I have literally just realised that there is an official ixSystems Scale Chart for a Netdata app. I haven’t used this, so can anyone give me any insight into how this relates to the change to using Netdata in the base Cobia release?

The Netdata app was also available in Bluefin according to the 22.12 documentation so this app predates the Cobia implementation and would therefore presumably have run alongside and in parallel with the Bluefin reporting.

I can understand that availability of this App would NOT affect the decision that Netdata was the way to go for base reporting (which still seems to me to have been a good long-term decision), but it does seem to me that for Cobia:

  1. The Netdata app might benefit from being updated to work with the Cobia implementation rather than in parallel - I have no idea whether this has been done, but I suspect that the Netdata chart is based on someone else’s docker / helm image and so unlikely; and

  2. The Netdata app could have been - and still could be - the way to provide users with the ability to adjust how data is recorded and tiered and summarised etc. And if so, then Cobia could have shipped with a default Netdata configuration that did tiering and summarising in order to provide 6 months data logging within the same disk space usage as Bluefin.

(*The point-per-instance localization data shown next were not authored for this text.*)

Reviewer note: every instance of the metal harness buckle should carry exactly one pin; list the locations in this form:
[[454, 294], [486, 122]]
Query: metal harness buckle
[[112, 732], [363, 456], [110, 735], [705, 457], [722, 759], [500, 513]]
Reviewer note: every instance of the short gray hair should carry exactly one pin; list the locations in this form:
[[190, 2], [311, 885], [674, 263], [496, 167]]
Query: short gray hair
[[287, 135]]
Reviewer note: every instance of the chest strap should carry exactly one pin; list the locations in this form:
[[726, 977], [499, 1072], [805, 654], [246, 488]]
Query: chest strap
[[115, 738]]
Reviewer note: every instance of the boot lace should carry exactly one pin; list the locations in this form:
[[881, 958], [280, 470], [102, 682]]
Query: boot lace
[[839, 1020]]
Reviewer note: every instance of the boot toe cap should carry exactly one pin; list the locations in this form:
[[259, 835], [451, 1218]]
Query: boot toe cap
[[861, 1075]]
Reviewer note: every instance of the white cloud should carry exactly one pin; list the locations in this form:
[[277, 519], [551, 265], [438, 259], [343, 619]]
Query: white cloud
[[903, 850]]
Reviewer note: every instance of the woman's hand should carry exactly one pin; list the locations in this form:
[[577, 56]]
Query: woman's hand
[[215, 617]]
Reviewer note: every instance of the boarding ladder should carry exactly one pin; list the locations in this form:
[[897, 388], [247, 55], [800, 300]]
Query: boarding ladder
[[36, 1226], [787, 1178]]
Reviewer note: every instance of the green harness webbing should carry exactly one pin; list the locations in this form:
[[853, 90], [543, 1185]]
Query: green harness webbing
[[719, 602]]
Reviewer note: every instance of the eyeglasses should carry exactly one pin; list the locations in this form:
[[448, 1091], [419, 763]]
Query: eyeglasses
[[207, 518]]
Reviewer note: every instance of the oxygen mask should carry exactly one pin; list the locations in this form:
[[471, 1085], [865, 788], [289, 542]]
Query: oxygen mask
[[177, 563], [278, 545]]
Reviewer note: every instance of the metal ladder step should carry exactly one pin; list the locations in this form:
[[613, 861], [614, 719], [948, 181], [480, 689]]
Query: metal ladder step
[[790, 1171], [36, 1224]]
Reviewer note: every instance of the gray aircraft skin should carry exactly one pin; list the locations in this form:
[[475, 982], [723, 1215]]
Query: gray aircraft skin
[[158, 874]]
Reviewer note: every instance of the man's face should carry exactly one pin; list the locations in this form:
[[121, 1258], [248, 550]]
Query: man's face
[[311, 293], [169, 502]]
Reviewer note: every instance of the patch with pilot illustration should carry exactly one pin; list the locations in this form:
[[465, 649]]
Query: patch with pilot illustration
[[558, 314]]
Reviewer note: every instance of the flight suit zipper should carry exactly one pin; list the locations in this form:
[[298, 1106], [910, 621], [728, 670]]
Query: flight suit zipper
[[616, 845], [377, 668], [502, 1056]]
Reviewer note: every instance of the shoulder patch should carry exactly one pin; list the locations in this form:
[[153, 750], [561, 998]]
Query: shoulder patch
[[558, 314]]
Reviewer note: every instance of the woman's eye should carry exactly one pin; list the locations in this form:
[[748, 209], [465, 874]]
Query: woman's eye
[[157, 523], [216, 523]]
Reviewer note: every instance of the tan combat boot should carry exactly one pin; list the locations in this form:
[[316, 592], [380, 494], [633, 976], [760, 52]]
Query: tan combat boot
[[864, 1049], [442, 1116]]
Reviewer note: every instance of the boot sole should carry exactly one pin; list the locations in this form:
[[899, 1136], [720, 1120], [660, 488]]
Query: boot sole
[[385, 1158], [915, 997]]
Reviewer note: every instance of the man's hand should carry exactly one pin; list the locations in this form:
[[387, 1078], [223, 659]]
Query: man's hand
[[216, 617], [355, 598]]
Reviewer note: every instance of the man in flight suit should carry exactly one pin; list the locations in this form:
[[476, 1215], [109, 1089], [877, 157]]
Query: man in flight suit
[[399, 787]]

  3. Would installing this be a short-term fix for those of us worried about the lack of trend reporting pending a proper solution from ixSystems? Also, would implementation of this also give better retention of reporting stats over version upgrades? And can anyone comment on the memory / CPU impact of installing this? Edit: There are several posts on the Netdata community about Netdata memory usage being at least 500MB. So I think we would need to establish a common starting configuration that was not going to use either too much memory or too much disk space. And we would need to decide whether running two instances in parallel would be a good idea or not.

As I say, I am not knowledgeable about the details of the Netdata app, so if anyone can answer these questions I think that would be helpful.